Liberal Candidate Andrew Bragg Is Standing Aside So A Woman Can Run For Malcolm Turnbull's Seat

    Frontrunner Andrew Bragg pulled out of the Liberal preselection contest, saying he thinks a woman should get the job.

    Andrew Bragg, the former acting Liberal Party director, and the man who had been favourite to win Liberal Party preselection for former prime minister Malcolm Turnbull's seat of Wentworth, has pulled out of the race and called for a female candidate to be chosen.

    "I am stepping aside from the Wentworth preselection," the former Business Council of Australia director said in a post on Facebook. "I believe the Liberal Party should preselect a woman and my withdrawal can pave the way."

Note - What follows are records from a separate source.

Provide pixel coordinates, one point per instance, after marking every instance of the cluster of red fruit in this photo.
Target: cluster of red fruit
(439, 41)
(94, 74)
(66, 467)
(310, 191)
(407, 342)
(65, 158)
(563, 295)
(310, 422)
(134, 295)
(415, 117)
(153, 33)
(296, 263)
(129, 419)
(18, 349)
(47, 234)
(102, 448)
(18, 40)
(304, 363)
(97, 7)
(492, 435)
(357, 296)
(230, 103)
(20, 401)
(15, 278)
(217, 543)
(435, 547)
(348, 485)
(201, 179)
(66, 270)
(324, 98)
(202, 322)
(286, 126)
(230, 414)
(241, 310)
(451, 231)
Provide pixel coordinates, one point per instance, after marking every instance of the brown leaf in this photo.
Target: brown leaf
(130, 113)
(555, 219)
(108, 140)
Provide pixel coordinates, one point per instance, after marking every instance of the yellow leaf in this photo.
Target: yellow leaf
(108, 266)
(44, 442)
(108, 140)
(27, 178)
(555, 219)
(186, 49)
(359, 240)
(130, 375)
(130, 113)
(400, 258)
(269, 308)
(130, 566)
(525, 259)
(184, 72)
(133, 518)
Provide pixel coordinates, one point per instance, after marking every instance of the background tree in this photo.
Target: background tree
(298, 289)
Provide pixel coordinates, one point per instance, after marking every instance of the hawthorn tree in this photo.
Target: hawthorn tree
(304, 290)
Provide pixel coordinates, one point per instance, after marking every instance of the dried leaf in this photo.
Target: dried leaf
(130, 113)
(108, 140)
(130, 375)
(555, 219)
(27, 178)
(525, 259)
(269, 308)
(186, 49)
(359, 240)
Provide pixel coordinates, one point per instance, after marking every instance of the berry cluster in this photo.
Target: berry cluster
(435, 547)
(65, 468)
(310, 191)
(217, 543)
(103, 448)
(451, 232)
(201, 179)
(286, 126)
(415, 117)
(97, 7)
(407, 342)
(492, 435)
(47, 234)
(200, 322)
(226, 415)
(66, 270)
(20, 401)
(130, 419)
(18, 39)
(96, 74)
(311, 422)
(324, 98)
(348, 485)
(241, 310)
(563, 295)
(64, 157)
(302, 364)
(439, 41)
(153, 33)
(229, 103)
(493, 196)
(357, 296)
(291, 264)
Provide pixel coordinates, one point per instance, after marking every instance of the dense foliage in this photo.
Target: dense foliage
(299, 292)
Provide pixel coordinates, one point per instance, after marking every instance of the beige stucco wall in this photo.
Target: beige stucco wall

    Bragg had Turnbull's support in the preselection battle, in a pack of nine candidates, including three women. Former diplomat Dave Sharma was also a favourite, and Peter King, the man Turnbull ousted from the seat in a bitter preselection battle before the 2004 election, also put his hat in the ring.

    Turnbull resigned from parliament after the last sitting fortnight's leadership spill that resulted in Scott Morrison becoming Australia's 30th prime minister.

    The party is still going through public recriminations over the alleged bullying by, and of, MPs to support Peter Dutton in the leadership ballot. In particular, a number of female MPs have spoken out about how they have been treated by those in their own party.

    The Liberal MP for Chisholm, Julia Banks, announced last month she would retire at the next election, and blamed bullying during the leadership ballot process as her reason for quitting. Liberal senator Lucy Gichuhi has threatened to use parliamentary privilege in the Senate this week to name the politicians who threatened her.

    Bragg said that Banks' allegations had "genuinely shocked" him: "Julia Banks’ exit from public life is a loss for all of us. Julia is exactly the type of professional woman that the Liberal Party must be able to attract and keep in Parliament. Her loss is an enormous step in the wrong direction."

    Former foreign minister Julie Bishop last week told an Australian Women's Weekly Women of the Future event in Sydney that there had been "appalling behaviour" in the parliament during that sitting fortnight, which would not be tolerated in any other workplace.

    Bishop highlighted that fewer than 25% of the Liberal MPs in parliament are female, in large part influencing Australia's ranking of female parliamentary representation dropping from 15th in 1999 to 50th today.

    Bragg said that the comments from Bishop and the other female MPs "have changed the mood" in the electorate.

    There are 226 MPs in parliament, 72 of those MPs are women. Just 20 of those women are Liberal MPs.